Yellen returned, however, to affirm that despite the fact that there was “relative stability in the financial sector in general this month, even as concerns about specific institutions grew.”
“Clearly, the banking system is significantly stronger than it was before the global financial crisis (…) Today, the US financial system is strong, even when it has been under pressure,” he said.
As she did in recent weeks, Yellen defended the actions of the US government even after the bankruptcy.
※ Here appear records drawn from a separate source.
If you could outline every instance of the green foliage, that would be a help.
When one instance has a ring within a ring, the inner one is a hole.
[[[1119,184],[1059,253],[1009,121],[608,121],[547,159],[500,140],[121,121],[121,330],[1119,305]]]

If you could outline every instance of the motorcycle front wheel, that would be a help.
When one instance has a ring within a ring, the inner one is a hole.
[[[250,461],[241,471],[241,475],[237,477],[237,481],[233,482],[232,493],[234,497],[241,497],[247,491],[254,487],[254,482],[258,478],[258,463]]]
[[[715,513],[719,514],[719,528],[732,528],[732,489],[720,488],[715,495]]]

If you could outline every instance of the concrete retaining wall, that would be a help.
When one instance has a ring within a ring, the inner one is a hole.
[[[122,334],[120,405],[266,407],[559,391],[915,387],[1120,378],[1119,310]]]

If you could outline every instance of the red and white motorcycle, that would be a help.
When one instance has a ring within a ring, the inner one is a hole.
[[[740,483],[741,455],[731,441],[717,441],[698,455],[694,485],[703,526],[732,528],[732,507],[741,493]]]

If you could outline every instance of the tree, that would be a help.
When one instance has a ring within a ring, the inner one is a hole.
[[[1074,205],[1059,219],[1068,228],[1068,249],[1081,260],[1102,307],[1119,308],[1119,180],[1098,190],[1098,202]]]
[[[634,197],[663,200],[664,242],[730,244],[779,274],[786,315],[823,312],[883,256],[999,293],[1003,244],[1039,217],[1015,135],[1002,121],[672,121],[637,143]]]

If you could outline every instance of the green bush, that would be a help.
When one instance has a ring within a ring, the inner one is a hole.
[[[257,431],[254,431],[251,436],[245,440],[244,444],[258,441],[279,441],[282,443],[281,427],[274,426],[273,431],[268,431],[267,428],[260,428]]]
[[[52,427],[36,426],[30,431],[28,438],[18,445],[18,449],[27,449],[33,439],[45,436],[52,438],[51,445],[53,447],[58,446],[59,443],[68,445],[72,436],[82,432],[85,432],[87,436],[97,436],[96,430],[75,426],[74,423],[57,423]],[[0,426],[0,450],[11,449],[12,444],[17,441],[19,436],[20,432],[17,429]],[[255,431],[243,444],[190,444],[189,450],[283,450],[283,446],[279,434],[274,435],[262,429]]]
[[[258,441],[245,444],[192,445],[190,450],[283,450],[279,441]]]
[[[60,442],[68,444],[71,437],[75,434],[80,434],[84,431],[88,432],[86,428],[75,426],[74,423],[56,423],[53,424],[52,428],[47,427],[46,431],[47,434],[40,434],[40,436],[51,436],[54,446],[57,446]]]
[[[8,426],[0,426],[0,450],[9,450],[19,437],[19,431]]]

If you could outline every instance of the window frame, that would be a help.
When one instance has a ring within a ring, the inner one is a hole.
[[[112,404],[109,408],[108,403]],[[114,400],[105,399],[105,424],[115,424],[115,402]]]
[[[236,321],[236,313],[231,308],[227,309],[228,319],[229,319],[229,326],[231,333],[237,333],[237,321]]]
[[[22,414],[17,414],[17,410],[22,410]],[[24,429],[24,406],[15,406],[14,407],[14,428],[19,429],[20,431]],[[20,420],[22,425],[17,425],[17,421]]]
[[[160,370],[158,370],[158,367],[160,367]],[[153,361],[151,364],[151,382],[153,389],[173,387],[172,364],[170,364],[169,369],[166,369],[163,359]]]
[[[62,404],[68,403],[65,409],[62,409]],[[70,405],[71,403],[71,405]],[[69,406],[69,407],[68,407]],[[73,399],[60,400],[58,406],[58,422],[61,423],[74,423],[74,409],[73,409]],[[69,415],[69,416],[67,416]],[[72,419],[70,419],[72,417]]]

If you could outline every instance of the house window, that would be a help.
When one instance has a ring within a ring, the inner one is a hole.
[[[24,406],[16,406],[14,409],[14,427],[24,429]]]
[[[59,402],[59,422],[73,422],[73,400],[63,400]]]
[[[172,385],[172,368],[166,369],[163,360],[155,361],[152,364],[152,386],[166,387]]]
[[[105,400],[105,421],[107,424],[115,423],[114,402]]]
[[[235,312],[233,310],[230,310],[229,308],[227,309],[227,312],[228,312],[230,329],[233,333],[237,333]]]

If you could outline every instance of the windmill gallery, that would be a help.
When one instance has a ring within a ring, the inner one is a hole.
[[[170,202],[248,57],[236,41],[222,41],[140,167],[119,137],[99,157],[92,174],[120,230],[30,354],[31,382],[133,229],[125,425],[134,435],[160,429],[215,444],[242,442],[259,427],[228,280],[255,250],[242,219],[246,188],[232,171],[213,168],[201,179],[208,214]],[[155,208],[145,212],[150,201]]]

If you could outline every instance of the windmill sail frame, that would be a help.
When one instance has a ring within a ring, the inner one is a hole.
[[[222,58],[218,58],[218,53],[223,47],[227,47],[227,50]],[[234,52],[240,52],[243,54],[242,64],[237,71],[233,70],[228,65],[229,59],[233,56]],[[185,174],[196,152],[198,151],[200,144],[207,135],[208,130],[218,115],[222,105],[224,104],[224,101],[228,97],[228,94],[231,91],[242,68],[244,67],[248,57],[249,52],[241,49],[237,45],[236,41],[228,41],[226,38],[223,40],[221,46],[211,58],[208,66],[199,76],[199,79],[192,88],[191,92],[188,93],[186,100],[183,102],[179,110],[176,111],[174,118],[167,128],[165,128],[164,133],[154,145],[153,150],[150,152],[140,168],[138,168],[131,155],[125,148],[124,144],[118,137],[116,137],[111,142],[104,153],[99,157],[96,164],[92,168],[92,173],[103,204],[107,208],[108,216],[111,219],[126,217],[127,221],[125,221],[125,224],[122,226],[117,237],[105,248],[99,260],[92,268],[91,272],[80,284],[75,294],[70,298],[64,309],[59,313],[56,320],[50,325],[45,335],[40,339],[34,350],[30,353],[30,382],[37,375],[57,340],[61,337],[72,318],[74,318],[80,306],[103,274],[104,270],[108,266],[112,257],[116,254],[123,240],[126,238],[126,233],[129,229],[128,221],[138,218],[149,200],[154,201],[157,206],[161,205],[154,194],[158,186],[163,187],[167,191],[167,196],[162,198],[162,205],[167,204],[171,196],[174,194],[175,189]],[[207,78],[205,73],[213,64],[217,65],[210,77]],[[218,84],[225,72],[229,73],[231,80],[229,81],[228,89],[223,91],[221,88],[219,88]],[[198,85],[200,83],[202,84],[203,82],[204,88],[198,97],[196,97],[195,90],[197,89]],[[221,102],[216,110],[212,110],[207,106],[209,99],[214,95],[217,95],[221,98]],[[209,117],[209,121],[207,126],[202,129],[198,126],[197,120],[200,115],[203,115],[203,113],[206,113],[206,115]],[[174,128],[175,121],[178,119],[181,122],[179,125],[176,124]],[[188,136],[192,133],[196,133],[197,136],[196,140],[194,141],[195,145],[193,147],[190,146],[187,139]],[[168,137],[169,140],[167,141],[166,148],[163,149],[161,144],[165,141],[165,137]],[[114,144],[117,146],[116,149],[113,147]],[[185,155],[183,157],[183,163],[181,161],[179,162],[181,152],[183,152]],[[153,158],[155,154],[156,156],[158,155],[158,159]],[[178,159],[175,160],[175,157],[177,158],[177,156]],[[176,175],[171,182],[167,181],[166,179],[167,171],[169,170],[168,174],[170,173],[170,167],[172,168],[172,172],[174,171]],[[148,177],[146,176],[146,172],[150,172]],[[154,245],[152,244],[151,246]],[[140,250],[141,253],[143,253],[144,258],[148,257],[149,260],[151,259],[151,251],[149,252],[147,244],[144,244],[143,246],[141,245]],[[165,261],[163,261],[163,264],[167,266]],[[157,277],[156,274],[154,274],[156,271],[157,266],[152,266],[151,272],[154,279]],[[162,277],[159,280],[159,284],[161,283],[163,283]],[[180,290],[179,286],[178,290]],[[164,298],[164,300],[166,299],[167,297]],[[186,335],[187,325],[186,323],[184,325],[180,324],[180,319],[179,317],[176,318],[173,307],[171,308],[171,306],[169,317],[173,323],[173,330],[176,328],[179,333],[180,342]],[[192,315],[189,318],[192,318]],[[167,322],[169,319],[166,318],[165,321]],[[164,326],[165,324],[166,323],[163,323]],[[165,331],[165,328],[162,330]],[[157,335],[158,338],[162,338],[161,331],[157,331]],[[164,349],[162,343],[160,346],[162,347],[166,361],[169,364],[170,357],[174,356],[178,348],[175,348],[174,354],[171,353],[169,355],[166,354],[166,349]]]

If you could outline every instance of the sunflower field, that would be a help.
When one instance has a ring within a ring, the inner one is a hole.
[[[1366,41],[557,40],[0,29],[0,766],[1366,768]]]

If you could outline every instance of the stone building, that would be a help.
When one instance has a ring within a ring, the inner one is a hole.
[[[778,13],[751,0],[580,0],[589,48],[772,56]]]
“We used great tools to prevent contamination and to act quickly and they are tools that we could use again. We took care of the consultations to ensure that the deposits of Americans are safe and we were ready to take other measures if the situation arises,” he said.
On March 12, the regulatory bodies of the United States sent a plan to protect the deposits of Silicon Valley Bank (SVB) and Signature Bank after the collapse.
The Treasury Department, the Federal Reserve (Fed) and the Federal Deposit Insurance Corporation (FDIC) have announced that customers will have access to all money deposited with these entities.
H also launched a liquidity line for banks with financing difficulties to prevent distrust from spreading to other entities and therefore what was not done caused a deeper financial crisis.